Es difícil imaginar lo que significa cumplir 500 años. No solo porque esa medida de tiempo excede con mucho nuestras posibilidades sino porque hoy en día la permanencia es una cualidad ausente en compromisos o proyectos.
Lo más parecido es la atadura de un tatuaje o la obligatoriedad de no cambiar de compañía de móvil con el acicate de descuentos o regalos. Y aún así podemos borrar el tatuaje con dolor y cambiar de móvil previo pago. El resto continúa en función de los mecenas o las audiencias, que es como un mecenazgo involuntario.
Con la crisis vemos cómo cierran tiendas históricas, museos no rentables y hasta series de televisión de máxima audiencia y máximo coste. Esa fragilidad contrasta, pues, con obras que celebran centenarios como el Hospital General que hoy cumple cinco siglos con la presencia de los príncipes de Asturias.

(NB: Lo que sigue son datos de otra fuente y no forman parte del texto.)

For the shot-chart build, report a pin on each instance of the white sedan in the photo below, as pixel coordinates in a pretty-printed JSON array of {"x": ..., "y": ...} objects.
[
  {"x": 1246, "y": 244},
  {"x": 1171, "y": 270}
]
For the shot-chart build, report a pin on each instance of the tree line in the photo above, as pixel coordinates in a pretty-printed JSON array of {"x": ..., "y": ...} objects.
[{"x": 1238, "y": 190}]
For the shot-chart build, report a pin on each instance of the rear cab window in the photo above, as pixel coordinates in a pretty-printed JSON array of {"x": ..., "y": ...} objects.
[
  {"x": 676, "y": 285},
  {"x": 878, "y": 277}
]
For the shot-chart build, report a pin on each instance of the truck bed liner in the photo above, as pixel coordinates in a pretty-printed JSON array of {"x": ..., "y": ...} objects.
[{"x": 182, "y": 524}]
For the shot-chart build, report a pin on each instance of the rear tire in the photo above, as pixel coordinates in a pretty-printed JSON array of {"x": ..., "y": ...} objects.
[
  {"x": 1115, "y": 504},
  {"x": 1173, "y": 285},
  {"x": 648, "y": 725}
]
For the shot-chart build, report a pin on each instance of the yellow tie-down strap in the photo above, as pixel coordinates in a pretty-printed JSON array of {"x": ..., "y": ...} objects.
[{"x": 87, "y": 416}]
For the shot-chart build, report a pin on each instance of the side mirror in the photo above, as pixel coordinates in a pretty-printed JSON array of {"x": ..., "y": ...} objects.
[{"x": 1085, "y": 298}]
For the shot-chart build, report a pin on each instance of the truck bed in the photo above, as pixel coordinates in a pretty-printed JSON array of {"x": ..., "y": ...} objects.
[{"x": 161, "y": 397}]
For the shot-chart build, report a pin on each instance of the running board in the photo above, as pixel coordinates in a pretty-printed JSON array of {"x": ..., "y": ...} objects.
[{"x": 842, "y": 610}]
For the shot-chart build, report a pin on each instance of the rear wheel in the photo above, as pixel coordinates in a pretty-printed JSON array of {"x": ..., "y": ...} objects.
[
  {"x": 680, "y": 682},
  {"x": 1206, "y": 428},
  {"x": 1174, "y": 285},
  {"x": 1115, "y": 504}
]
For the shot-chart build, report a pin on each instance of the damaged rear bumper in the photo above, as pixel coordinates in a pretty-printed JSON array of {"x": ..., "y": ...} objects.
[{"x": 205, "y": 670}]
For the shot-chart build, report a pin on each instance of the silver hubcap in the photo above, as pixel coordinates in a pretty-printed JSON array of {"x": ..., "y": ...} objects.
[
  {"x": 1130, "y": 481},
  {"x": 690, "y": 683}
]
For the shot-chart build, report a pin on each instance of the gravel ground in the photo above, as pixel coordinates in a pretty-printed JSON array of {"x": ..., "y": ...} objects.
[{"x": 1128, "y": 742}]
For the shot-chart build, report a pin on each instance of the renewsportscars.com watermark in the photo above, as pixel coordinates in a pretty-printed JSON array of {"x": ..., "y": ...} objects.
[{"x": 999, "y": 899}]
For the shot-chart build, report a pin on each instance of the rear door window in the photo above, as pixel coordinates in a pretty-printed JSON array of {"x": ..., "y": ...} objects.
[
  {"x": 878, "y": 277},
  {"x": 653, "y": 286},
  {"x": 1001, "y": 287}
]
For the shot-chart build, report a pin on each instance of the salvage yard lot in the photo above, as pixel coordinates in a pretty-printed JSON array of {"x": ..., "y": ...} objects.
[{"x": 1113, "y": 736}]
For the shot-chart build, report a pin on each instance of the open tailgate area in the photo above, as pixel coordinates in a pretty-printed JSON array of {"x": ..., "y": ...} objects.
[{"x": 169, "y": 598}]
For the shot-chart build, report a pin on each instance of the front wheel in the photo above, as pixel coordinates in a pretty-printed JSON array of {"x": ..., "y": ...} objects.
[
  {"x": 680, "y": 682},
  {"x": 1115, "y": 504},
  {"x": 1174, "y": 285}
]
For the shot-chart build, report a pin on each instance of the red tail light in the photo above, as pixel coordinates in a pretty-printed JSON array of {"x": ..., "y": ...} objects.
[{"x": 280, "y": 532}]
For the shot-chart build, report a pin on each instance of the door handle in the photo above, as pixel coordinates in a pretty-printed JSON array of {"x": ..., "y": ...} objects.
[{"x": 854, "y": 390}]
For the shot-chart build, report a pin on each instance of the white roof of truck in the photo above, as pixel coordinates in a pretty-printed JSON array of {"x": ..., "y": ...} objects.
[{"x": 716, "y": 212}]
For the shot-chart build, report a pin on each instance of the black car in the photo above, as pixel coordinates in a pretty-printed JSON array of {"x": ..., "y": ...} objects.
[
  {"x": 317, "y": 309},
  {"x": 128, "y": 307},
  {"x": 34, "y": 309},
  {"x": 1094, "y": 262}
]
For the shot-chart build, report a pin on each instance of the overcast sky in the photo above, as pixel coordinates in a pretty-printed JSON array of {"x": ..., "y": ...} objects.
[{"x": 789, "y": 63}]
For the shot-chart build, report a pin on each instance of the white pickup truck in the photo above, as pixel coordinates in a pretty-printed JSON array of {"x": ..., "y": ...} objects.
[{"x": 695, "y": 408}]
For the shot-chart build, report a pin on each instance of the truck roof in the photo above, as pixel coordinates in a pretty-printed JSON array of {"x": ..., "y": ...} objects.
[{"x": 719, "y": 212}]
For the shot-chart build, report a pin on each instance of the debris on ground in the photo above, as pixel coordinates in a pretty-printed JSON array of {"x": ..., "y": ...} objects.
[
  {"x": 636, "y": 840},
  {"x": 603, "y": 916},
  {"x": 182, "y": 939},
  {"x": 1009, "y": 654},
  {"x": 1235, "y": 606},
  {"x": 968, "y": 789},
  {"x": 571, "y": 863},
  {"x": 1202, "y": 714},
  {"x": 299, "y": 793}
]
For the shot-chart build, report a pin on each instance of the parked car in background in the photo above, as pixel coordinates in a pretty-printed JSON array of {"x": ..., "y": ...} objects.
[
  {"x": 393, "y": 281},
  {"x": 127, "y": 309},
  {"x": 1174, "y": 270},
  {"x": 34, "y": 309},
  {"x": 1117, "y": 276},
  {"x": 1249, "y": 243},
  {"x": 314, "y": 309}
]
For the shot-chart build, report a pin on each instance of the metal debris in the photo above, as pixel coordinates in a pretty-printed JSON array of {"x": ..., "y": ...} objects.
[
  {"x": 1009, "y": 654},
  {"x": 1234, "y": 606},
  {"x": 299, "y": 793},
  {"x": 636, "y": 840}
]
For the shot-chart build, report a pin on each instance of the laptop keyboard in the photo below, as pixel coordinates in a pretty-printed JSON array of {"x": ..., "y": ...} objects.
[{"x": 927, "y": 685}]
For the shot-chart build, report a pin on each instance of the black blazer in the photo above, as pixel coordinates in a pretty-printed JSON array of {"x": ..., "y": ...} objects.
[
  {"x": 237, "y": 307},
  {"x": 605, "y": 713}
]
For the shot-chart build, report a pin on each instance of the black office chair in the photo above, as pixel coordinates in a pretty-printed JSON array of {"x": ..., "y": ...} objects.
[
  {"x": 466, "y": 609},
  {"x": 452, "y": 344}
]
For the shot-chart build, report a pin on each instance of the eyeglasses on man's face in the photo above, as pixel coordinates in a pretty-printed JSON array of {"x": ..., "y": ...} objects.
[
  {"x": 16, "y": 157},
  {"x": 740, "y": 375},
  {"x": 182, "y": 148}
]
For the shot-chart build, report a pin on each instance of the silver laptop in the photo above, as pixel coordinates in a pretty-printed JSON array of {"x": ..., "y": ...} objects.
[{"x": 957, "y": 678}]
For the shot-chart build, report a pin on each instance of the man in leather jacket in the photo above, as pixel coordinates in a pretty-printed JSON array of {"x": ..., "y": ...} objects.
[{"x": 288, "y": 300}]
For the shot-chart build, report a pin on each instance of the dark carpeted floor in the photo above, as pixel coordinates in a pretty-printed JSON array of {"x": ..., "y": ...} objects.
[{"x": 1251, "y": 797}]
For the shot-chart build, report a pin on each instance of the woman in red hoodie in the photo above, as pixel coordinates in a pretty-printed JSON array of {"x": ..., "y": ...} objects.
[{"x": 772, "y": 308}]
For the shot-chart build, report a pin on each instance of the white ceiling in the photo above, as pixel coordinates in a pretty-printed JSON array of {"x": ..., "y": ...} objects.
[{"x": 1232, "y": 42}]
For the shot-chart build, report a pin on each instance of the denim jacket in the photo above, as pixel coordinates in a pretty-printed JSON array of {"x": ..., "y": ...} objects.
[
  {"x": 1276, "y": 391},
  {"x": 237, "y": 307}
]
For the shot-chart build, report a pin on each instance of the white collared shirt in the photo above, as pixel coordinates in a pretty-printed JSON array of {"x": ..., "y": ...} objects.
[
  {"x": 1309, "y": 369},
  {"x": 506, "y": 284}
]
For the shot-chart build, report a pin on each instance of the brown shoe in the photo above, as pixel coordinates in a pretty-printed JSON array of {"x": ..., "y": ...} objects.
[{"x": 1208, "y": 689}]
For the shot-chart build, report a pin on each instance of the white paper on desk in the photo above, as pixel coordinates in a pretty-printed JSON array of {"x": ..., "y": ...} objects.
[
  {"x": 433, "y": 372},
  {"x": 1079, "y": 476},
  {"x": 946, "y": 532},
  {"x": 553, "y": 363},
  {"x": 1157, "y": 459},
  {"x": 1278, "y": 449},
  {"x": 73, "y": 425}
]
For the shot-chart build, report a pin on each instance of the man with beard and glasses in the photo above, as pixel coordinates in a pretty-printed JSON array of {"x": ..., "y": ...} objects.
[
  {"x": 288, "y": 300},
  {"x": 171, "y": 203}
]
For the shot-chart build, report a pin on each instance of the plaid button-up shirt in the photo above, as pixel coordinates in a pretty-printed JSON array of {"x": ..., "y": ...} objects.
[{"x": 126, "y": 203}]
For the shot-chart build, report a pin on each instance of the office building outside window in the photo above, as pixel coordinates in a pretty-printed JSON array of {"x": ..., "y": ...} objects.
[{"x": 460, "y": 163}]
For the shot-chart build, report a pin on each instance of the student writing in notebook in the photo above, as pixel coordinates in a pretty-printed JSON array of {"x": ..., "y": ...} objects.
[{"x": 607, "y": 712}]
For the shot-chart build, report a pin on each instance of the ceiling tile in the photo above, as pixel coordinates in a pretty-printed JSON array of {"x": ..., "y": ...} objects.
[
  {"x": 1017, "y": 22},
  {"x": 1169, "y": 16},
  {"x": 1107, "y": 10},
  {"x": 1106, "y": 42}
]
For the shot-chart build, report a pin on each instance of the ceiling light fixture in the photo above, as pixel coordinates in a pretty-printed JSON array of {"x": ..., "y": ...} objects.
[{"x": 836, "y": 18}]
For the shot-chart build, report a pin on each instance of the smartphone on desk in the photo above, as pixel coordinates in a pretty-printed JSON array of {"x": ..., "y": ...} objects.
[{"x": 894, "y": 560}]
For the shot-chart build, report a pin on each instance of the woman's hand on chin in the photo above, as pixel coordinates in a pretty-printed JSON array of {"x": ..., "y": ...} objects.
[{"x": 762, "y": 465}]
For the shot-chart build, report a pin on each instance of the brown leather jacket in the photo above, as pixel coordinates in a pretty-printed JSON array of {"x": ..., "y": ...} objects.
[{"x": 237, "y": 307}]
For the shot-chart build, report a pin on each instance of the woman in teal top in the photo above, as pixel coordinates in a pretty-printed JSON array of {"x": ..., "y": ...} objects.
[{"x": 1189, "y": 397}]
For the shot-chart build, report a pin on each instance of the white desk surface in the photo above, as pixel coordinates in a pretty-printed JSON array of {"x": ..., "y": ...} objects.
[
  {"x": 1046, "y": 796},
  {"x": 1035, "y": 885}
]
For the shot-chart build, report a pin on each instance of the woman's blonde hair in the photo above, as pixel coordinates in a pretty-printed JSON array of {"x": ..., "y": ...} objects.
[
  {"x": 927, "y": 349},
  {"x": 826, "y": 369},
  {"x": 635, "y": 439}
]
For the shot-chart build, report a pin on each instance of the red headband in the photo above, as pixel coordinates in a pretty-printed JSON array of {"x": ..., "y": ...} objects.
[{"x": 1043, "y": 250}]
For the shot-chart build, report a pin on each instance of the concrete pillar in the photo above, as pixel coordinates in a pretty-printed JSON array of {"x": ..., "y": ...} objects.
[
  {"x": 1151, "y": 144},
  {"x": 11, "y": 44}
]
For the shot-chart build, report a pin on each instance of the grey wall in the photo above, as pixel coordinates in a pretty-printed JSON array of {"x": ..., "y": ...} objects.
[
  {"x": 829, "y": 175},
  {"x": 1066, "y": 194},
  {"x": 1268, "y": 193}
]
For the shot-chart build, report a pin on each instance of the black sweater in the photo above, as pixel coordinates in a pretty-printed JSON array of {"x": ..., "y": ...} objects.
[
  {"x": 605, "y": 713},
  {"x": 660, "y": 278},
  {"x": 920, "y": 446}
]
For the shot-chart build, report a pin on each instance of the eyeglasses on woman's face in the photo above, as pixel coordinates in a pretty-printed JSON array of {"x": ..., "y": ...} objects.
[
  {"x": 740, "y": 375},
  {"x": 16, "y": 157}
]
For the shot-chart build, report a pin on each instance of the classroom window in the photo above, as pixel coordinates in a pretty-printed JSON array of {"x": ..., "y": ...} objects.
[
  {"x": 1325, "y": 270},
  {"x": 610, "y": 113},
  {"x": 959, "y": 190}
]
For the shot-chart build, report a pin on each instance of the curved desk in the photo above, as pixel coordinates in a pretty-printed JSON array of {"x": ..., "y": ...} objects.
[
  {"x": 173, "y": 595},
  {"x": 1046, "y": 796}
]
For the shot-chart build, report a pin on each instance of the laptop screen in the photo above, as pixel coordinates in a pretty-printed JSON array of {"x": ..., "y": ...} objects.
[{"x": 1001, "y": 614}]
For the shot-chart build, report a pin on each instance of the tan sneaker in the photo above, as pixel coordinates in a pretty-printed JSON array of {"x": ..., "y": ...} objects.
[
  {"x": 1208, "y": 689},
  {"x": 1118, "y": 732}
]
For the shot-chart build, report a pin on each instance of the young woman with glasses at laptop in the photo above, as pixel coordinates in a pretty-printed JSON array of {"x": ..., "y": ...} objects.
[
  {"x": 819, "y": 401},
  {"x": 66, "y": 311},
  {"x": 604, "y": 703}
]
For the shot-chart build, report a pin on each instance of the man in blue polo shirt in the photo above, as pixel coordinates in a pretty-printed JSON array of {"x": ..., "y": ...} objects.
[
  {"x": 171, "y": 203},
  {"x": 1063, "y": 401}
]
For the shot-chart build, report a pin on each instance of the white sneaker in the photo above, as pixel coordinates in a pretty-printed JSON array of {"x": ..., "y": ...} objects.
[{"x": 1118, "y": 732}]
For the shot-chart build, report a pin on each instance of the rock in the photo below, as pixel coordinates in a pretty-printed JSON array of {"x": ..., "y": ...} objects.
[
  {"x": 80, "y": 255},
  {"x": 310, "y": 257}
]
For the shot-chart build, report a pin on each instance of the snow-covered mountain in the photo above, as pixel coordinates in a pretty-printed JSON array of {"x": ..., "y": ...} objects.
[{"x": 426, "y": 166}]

Quizás su supervivencia se deba, precisamente, a lo contrario de lo mencionado, esto es, a su finalidad asistencial y no comercial. No pensaba el Padre Jofré cuando arengó a los notables de la ciudad con su sermón que esa obra pudiera ofrecerles pingües beneficios a cambio de su contribución. No se lo prometió. No era lo que movía su ánimo ni lo que decidió al Consejo de la ciudad.
Fue más bien un sentido de la responsabilidad social corporativa adelantado a su tiempo e impulsado por un componente caritativo. En cualquier caso, contra todo pronóstico, el interés desinteresado es lo que ha hecho que perdure en el tiempo y en las zozobras de las crisis sucesivas.
Y esa, probablemente, es la lección más interesante que podemos extraer de los centenarios. ¿Cuántas obras cumplen cinco o seis siglos? Aquellas que se mueven por razones no crematísticas. Esas, antes o después, pasan por penurias que les hacen perder su atractivo. En cambio las que procuran fines más altos, sean humanitarios o espirituales, se mantienen porque implican a varias generaciones.